Hi,
I have trained a model to learn correlation between (audio, image) input pairs. While the original use case is for audio-visual correlation, I also want to use the embeddings from an intermediate layer of this trained model for unimodal similarity (e.g image-image or audio-audio similarity). Is it possible to do this without running a forward pass and if so I would like some guidance on this.
My model code appears below (MMDNet). After I train this model, I load it with the saved weights. Then I want to use it for image similarity as follows. However, this generates an error “DataParallel object has no attribute getImgEmb” even though the model has that method. I could run forward pass and get the embeddings, but the forward pass would require me to input audio. I want to know if I can extract the image embeddings from the visual subnetwork (which is what getImgEmb() is doing), without having to pass audio input.
thank you
#================code for image similarity from pretrained MMDNet=======
#load pretrained model
model = MMDNet(2)
device = torch.device(“cuda” if use_cuda else “cpu”)

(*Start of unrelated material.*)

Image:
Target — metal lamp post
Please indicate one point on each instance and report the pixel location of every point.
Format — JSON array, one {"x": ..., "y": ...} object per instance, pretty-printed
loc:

num_gpus = torch.cuda.device_count()
gpu_list = list(range(num_gpus))
model = torch.nn.DataParallel(model, device_ids=gpu_list)
model.to(device)
model.load_state_dict(saved_wts)
model.eval()
#get Image embeddings, however this generates an error “DataParallel object has no attribute getImgEmb”
emb1 = model.getImgEmb(src_img)
emb2 = model.getImgEmb(dest_img)
#get euclidean distance between (emb1, emb2) to compute similarity
#====mulimodal correlation model ===#
class MMDNet(nn.Module):
def init(self, n_cls):
super(MMDNet, self).__init__()
self.num_class = n_cls
self.vfeatures = VisNet() #visual subnetwork
self.afeatures = AudNet() #audio subnetwork
self.av_classifier = nn.Linear(1, n_cls)
def forward(self, x_v, x_a):
v_out = self.vfeatures(x_v)
a_out = self.afeatures(x_a)
#euclidean distance between embeddings
av_dist = F.mse_loss(v_out, a_out, reduction='none').mean(1)
out = av_dist.view(av_dist.shape[0], 1)
out = self.av_classifier(out)
return out
def getImgEmb(self, x_v):
“”“Get visual embeddings for a given image from the visual subnetwork”""
v_emb = self.vfeatures(x_v)
return v_emb